R : GLM-5 a réduit certains types d’hallucinations dans mes tests de vérification des faits, mais a introduit des erreurs confiantes plus sélectives — des affirmations qui semblaient autoritaires mais étaient erronées sur des faits de niche. Conservez des étapes de vérification pour les sorties à enjeux élevés.

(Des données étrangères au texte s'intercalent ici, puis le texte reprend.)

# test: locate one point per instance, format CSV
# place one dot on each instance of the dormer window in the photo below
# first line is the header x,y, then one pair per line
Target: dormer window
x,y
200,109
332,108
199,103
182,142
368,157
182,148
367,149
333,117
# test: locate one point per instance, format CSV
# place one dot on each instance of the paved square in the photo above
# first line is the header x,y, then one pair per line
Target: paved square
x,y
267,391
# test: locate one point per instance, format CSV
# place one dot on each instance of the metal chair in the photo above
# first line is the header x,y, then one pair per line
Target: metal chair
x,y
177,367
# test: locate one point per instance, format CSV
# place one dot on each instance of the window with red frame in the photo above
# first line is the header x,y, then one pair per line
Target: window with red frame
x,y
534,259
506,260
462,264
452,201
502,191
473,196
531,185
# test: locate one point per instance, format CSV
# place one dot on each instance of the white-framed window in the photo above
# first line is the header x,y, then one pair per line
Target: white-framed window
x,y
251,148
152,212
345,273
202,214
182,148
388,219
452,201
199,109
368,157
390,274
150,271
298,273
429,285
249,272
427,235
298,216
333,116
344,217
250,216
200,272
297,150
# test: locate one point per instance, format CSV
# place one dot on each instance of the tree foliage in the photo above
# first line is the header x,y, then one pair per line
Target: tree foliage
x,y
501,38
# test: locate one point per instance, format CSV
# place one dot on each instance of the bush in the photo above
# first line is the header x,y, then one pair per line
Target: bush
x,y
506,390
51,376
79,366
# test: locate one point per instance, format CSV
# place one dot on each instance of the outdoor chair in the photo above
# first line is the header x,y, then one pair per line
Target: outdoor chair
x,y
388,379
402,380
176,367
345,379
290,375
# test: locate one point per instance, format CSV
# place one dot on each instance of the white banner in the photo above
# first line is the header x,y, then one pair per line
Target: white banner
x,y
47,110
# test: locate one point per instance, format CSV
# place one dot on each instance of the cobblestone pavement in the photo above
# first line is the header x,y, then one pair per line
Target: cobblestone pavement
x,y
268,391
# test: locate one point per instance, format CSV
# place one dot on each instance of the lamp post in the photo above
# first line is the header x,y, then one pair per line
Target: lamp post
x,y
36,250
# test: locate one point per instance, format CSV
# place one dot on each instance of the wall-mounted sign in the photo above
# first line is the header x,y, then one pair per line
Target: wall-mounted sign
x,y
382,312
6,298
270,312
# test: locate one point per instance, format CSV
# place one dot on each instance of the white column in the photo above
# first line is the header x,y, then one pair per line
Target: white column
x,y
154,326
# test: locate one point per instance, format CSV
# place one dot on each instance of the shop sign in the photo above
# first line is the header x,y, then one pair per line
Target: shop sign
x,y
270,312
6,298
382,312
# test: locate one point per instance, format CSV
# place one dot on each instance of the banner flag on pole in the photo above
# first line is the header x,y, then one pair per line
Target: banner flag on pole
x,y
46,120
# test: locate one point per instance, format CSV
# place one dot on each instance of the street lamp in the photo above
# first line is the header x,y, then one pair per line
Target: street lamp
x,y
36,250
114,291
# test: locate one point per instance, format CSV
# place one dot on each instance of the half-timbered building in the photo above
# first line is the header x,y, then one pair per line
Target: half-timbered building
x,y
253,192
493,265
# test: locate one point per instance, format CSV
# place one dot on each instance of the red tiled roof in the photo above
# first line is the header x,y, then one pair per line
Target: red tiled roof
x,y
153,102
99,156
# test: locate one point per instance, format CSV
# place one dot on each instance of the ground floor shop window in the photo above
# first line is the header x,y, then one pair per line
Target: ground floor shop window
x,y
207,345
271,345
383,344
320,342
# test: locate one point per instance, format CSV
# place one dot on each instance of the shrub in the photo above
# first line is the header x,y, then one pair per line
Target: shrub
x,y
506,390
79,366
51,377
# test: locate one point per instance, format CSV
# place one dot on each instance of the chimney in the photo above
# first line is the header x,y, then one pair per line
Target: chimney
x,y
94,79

Quand devrais-je passer à GLM-5 ?

R : Si vos workflows sont axés sur la synthèse et l’édition, essayez GLM-5 dès maintenant dans un déploiement contrôlé. Si vous avez besoin de vitesse pure pour les interactions courtes ou d’un budget serré, gardez GLM-4.7 pour les chemins bas niveau et expérimentez GLM-5 pour les tâches à plus haute valeur ajoutée.

Une note finale : ​je ne m’attends pas à ce que GLM-5 soit un remplacement parfait qui résout tous les problèmes. Ce qu’il a fait pour moi, c’est rendre certaines étapes moins nombreuses — moins d’éditions, moins de passages, un brouillon final plus stable. Ce petit changement compte sur le long terme. Je maintiens encore quelques endpoints sensibles à la latence sur GLM-4.7, et je pense que c’est un schéma que de nombreuses équipes reproduiront. Ce qui m’intéresse ensuite, c’est la façon dont les schémas de routage des experts évolueront avec davantage de données d’entraînement : pour l’instant, la mise à niveau ressemble à une avancée mesurée, pas à un bond spectaculaire.